The Complete Works of L M Montgomery
Page 682
But the love came ... it had to. No living mortal could have resisted Joscelyn. She was the most winsome and lovable little mite of babyhood that ever toddled. Her big dark eyes overflowed with laughter before she could speak, her puckered red mouth broke constantly into dimples and cooing sounds. She had ways that no orthodox Spring Valley baby ever thought of having. Every smile was a caress, every gurgle of attempted speech a song. Her grandparents came to worship her and were stricter than ever with her by reason of their love. Because she was so dear to them she must be saved from her mother’s blood.

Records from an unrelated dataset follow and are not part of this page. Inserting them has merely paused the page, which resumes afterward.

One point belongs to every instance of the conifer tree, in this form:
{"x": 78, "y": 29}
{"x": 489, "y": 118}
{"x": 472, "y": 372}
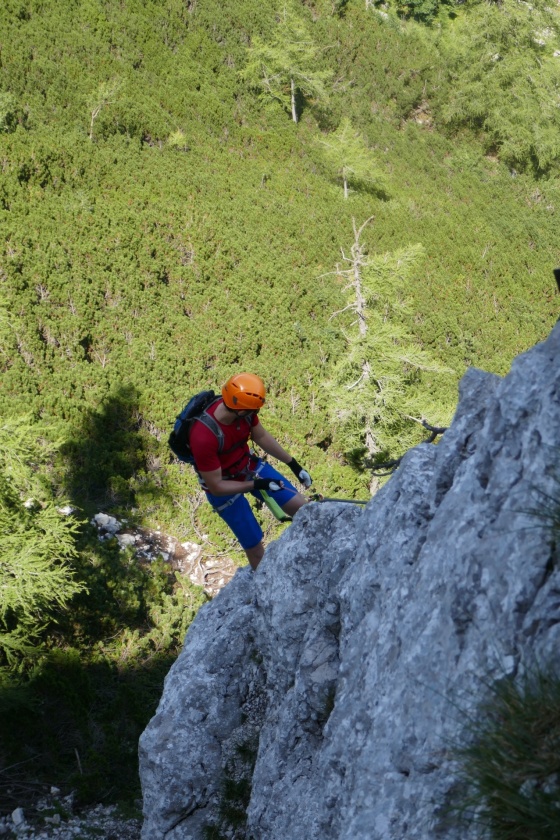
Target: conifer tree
{"x": 36, "y": 543}
{"x": 348, "y": 156}
{"x": 374, "y": 393}
{"x": 286, "y": 64}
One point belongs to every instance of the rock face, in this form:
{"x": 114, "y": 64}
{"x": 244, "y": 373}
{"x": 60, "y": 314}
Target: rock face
{"x": 359, "y": 646}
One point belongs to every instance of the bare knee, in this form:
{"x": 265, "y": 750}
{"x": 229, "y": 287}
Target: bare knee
{"x": 255, "y": 555}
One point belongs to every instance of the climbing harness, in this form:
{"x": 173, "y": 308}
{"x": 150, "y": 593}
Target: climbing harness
{"x": 317, "y": 497}
{"x": 274, "y": 507}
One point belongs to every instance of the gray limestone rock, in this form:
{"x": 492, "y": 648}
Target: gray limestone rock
{"x": 366, "y": 636}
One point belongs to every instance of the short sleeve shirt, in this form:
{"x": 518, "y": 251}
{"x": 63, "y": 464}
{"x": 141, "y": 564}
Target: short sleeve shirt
{"x": 204, "y": 444}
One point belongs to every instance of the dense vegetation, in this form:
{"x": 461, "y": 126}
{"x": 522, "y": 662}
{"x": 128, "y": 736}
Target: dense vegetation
{"x": 185, "y": 187}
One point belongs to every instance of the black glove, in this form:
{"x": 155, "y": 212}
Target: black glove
{"x": 301, "y": 474}
{"x": 268, "y": 484}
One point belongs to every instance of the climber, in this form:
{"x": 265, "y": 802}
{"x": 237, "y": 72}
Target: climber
{"x": 228, "y": 469}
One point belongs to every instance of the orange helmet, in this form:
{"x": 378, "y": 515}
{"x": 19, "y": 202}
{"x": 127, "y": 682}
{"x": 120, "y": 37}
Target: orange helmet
{"x": 244, "y": 391}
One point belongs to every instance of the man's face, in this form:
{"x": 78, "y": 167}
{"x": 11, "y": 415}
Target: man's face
{"x": 242, "y": 412}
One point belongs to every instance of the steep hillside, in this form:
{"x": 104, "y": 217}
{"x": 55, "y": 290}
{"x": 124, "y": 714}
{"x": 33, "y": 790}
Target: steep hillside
{"x": 330, "y": 693}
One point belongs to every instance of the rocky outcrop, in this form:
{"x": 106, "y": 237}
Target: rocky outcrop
{"x": 358, "y": 648}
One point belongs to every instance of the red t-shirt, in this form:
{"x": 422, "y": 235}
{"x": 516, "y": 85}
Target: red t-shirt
{"x": 204, "y": 444}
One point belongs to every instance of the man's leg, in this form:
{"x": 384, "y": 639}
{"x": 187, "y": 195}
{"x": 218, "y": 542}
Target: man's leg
{"x": 255, "y": 555}
{"x": 241, "y": 519}
{"x": 294, "y": 504}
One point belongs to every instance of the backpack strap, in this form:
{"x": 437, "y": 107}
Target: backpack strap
{"x": 208, "y": 420}
{"x": 213, "y": 425}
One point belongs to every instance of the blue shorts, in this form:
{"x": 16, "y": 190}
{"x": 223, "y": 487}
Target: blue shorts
{"x": 236, "y": 510}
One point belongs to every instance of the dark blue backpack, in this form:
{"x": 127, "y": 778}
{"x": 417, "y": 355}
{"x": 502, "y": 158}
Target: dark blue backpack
{"x": 194, "y": 410}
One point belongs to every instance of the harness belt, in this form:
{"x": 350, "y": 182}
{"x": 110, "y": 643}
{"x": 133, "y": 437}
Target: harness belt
{"x": 228, "y": 503}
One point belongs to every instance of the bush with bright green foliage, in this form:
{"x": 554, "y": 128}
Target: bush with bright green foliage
{"x": 37, "y": 544}
{"x": 509, "y": 764}
{"x": 502, "y": 79}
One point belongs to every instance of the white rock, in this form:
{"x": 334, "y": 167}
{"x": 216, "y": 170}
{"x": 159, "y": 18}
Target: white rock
{"x": 18, "y": 817}
{"x": 439, "y": 587}
{"x": 106, "y": 523}
{"x": 124, "y": 540}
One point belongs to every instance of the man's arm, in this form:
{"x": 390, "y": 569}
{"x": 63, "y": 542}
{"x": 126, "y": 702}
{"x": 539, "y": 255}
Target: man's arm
{"x": 265, "y": 440}
{"x": 270, "y": 445}
{"x": 219, "y": 486}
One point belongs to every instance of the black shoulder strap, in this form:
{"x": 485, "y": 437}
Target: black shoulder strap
{"x": 211, "y": 424}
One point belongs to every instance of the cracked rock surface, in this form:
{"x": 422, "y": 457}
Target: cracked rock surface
{"x": 369, "y": 635}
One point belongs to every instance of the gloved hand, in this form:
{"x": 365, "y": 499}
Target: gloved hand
{"x": 301, "y": 474}
{"x": 268, "y": 484}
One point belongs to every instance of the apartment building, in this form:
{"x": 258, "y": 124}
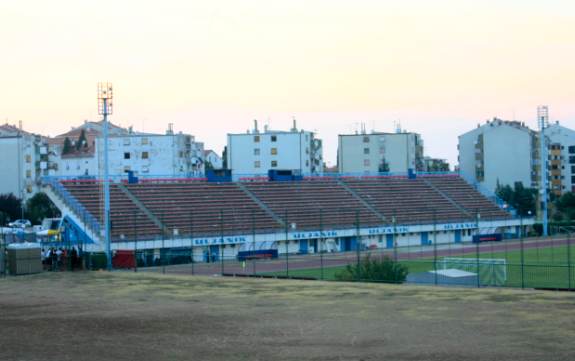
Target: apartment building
{"x": 378, "y": 152}
{"x": 24, "y": 161}
{"x": 255, "y": 152}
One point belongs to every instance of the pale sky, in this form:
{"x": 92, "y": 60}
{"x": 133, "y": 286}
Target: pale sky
{"x": 211, "y": 67}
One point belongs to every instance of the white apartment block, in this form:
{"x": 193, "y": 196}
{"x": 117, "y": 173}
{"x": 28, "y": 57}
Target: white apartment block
{"x": 170, "y": 155}
{"x": 561, "y": 167}
{"x": 378, "y": 152}
{"x": 254, "y": 153}
{"x": 147, "y": 155}
{"x": 213, "y": 158}
{"x": 500, "y": 152}
{"x": 24, "y": 160}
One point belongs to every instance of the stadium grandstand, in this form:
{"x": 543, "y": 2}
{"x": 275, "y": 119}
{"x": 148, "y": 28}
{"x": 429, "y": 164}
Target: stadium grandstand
{"x": 289, "y": 215}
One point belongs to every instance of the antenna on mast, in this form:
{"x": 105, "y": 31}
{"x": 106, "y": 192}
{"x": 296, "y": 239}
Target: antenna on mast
{"x": 543, "y": 122}
{"x": 105, "y": 108}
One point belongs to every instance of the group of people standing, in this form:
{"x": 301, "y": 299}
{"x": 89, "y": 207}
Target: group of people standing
{"x": 60, "y": 259}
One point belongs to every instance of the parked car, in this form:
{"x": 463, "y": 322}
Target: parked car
{"x": 20, "y": 223}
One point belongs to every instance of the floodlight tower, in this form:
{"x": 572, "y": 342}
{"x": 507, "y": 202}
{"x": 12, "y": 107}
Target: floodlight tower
{"x": 105, "y": 107}
{"x": 543, "y": 122}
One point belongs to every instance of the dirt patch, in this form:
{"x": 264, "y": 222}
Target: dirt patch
{"x": 144, "y": 316}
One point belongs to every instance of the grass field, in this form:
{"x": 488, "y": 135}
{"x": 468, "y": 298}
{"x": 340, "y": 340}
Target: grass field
{"x": 544, "y": 267}
{"x": 144, "y": 316}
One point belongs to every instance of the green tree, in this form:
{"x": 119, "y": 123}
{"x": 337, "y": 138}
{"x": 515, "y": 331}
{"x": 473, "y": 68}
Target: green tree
{"x": 10, "y": 208}
{"x": 524, "y": 200}
{"x": 39, "y": 207}
{"x": 374, "y": 269}
{"x": 67, "y": 146}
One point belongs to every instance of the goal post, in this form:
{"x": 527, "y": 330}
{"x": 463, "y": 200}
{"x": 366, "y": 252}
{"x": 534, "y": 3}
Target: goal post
{"x": 492, "y": 271}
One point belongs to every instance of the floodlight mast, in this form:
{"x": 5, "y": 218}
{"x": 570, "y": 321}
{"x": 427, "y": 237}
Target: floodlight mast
{"x": 105, "y": 106}
{"x": 543, "y": 122}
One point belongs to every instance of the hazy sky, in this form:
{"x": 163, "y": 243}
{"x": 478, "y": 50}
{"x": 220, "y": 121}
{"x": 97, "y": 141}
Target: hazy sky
{"x": 211, "y": 67}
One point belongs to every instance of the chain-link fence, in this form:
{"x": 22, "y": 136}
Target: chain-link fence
{"x": 448, "y": 253}
{"x": 347, "y": 245}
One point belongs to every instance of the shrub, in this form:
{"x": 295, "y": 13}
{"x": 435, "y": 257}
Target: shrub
{"x": 374, "y": 269}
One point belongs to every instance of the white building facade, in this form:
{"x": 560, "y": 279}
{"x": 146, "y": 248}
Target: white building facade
{"x": 561, "y": 167}
{"x": 24, "y": 160}
{"x": 500, "y": 152}
{"x": 380, "y": 152}
{"x": 255, "y": 153}
{"x": 213, "y": 159}
{"x": 147, "y": 155}
{"x": 170, "y": 155}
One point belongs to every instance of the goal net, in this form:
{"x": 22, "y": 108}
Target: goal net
{"x": 491, "y": 272}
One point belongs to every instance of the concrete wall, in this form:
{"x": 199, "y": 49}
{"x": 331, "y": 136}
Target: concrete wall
{"x": 364, "y": 153}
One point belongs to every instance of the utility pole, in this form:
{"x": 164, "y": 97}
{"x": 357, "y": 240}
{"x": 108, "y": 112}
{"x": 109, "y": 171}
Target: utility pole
{"x": 543, "y": 122}
{"x": 105, "y": 107}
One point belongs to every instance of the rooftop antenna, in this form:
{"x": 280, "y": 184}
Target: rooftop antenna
{"x": 543, "y": 122}
{"x": 397, "y": 124}
{"x": 105, "y": 107}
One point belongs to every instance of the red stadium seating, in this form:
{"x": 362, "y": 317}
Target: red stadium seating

Joscelyn shot up through a roly-poly childhood into slim, bewitching girlhood in a chill repressive atmosphere. Cyrus and Deborah were nothing if not thorough. The name of Joscelyn’s mother was never mentioned to her; she was never called anything but Josie, which sounded more “Christian-like” than Joscelyn; and all the flowering out of her alien beauty was repressed as far as might be in the plainest and dullest of dresses and the primmest arrangement possible to riotous ripe-brown curls.
The girl was never allowed to visit her Aunt Annice, although frequently invited. Miss Ashton, however, wrote to her occasionally, and every Christmas sent a box of presents which even Cyrus and Deborah Morgan could not forbid her to accept, although they looked with disapproving eyes and ominously set lips at the dainty, frivolous trifles the actress woman sent. They would have liked to cast those painted fans and lace frills and beflounced lingerie into the fire as if they had been infected rags from a pest-house.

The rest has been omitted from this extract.